Performance drop when using multiple sources

flavio.mello · April 9, 2024, 8:43pm

Please provide complete information as applicable to your setup.
• Hardware Platform (Jetson / GPU) Jetson Xavier AGX
• DeepStream Version 6.3.0
• JetPack Version (valid for Jetson only) 5.1
• TensorRT Version 8.5.2.2

I know AGX Xavier supports 52x 1080p30 (H.265), and you can even use deepstream-test3-app with several sources that you hardly see FPS being dropped. But in my script there is some kind of bottleneck, or even a synchronous behavior, that is reducing the FPS, almost 20% every source is added.

My source is an RTSP stream 1920x1080@25fps. Using 1 uridecodebin as a source bin, I get 24.2fps. With 2 source bins I get 18.2fps, with 3 source bins I get13.4fpf. And this decreases on and on as I increase the number of source bins. And it shouldn’t because AGX Xavier is capable to keep 24-25fps for many inputs like that. So I am missing something.

My pipeline goes like this:

uridecodebin [1..N] -> nvstreammux -> nvinfer -> nvtracker  -> nvtee ->  nvstreamdemux -> nvvideoconv[1..N] -> nvosd[1..N]

I read some posts on queue and how it can provide asynchronous behavior. So I added a queue between every element, just like this:

uridecodebin [1..N] -> nvstreammux -> queue1 -> nvinfer ->  queue2 -> nvtracker  ->  queue3 -> nvtee ->   queue4 -> nvstreamdemux ->  queue_demux_conv[1..N]-> nvvideoconv[1..N] ->  queue_conv_osd[1..N] -> nvosd[1..N]

If queues were an issue, there must be something more, because it made no difference to the decaying performance. Thus, I undid the inclusion of queues and I am back to the original pipeline. Does any one can give me any tip about what’s wrong? This is my script
flavio_forum.py.txt (22.5 KB)
.

Thanks in advance.

fanzh · April 10, 2024, 8:12am

why do you comment out “pgie.set_property(“batch-size”, number_sources)”? if using multiple sources, the engine batch-size should be updated accordingly.
please refer to deepstream_test_3.py. which has a similar media pipeline.
please refer to this topic for performance improvement.

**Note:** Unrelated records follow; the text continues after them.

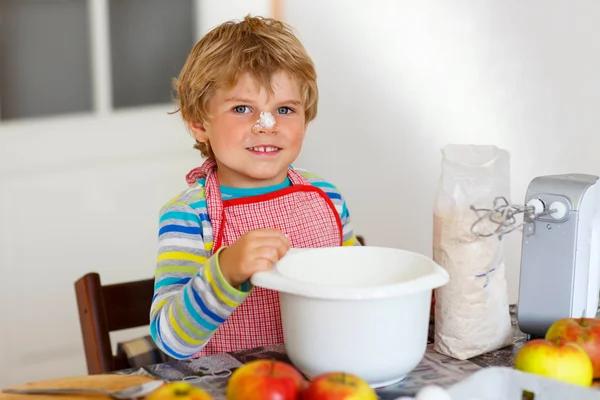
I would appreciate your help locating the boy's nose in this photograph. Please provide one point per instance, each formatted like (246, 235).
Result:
(263, 130)
(266, 124)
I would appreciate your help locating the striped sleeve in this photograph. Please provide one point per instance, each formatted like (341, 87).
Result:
(191, 296)
(349, 238)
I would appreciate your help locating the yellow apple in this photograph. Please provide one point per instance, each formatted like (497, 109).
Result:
(178, 391)
(583, 331)
(558, 359)
(338, 386)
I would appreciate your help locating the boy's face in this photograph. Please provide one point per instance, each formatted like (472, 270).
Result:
(239, 148)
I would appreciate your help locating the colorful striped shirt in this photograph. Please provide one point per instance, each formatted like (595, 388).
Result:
(191, 296)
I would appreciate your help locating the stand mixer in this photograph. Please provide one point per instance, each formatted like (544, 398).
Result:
(560, 263)
(560, 256)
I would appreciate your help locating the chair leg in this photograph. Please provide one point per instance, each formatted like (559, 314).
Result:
(94, 328)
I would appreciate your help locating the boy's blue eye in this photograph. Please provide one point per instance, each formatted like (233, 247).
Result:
(284, 110)
(241, 109)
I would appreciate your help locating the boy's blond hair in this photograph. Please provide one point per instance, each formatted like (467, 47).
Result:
(259, 46)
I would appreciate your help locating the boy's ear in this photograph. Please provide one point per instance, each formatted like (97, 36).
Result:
(199, 131)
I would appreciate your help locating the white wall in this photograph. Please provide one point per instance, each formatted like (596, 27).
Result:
(398, 81)
(401, 79)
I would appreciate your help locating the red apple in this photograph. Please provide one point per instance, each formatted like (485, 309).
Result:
(265, 380)
(583, 331)
(338, 386)
(558, 359)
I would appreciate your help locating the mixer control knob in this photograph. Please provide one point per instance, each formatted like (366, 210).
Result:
(537, 204)
(560, 210)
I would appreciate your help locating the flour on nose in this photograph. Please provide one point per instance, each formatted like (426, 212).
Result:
(266, 120)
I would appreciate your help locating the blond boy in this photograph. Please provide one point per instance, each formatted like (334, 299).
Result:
(247, 92)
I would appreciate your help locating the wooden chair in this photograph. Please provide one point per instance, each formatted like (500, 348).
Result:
(104, 309)
(109, 308)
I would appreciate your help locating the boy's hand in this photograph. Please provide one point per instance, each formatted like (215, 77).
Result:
(254, 251)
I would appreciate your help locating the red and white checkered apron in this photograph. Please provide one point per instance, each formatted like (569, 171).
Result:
(302, 211)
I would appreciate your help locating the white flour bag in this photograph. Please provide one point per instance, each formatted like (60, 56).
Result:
(471, 311)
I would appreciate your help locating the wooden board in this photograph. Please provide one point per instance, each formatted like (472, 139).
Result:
(109, 382)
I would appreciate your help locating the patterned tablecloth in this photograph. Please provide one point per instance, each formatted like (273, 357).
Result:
(211, 372)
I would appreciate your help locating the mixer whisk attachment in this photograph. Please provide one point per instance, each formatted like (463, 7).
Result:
(502, 217)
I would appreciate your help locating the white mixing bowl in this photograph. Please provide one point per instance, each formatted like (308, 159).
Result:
(360, 310)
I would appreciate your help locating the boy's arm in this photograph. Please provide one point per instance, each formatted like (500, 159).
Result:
(349, 238)
(191, 297)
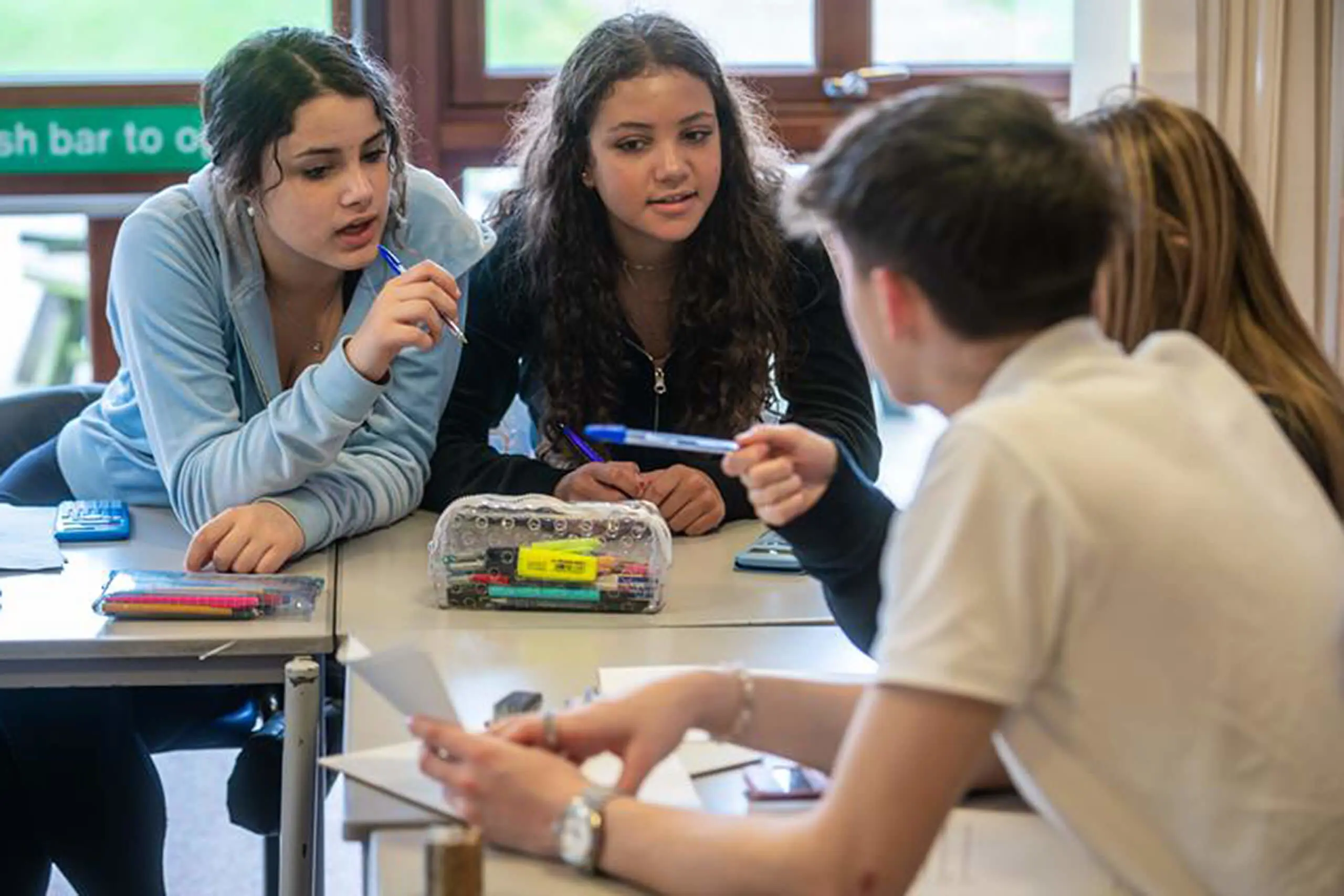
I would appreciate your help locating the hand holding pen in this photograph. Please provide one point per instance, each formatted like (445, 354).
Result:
(398, 269)
(413, 311)
(598, 480)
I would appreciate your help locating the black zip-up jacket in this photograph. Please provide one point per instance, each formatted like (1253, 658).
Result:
(828, 390)
(841, 542)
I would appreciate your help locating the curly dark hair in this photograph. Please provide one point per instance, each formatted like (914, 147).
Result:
(249, 100)
(728, 287)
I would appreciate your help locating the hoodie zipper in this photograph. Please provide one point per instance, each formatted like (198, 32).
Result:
(660, 385)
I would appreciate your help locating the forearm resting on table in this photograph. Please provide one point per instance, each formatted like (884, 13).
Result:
(793, 718)
(905, 763)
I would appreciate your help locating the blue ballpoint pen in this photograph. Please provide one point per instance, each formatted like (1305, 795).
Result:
(617, 434)
(581, 445)
(398, 269)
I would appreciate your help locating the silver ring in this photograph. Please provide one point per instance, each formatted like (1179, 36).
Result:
(550, 736)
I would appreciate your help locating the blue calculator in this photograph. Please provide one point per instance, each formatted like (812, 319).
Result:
(92, 522)
(771, 553)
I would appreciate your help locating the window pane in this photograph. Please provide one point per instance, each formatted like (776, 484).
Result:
(483, 186)
(973, 31)
(140, 38)
(45, 284)
(526, 35)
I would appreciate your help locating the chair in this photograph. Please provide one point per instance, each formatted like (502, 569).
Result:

flavio.mello · April 10, 2024, 12:23pm

batch-size=1 because “Backend has maxBatchSize 1 whereas 3 has been requested”. I am using Yolov5. I downloaded the yolov5s.pt and converted it to .onnx, and this onnx is the one being loaded.

fanzh · April 11, 2024, 5:44am

if commenting out “pgie.set_property(“batch-size”, number_sources)”, nvinfer will use fixed batch-size1 engine. it is not reasonable. if using multiple sources, nvinfer need to use a batch-size >1 engine for a higher performance.

flavio.mello · April 11, 2024, 1:59pm

This is clear to me, but my point is the error (“Backend has maxBatchSize 1 whereas 3 has been requested”). The exporting from .pt to .onnx was done with --dymanics, which mean that the model should support a dynamic size of batches. So, when I use batch-size=3, for instance, the pipeline gives me such error, even though the model should support it.

fanzh · April 11, 2024, 2:44pm

could you share a whole log and nvinfer configuration file?

flavio.mello · April 12, 2024, 6:06pm

I managed to export .onnx using dynamic axes and batch-size in config can be set to any number >=1, no errors anymore. Now, I am back to the original problem that is the performance drop. Using 3 RTSP stream 1920x1080@25fps, pgie and streammux with batch-size=3, I still get 16fps for each stream. I should be 24-25fps, and the value goes down whenever I increase the number of sources.

This is the config
config_infer_primary_yoloV5.txt (984 Bytes)

And this is the log
run.log.tar.gz (45.7 MB)

fanzh · April 14, 2024, 12:45pm

please refer to the code of deepstream-test3. please make sure the batch-size of nvstreammux and nvinfner is the same with the number_sources.
if want high fps, you can use fakesink.
noticing using deeptream-test3, you can get high fps. can you modify deepstream-test3 step by step to customize? for example, test “nvinfer + fakesink” first, then test “nvinfer + nvtracker+ fakesink”, then test the application with other elements.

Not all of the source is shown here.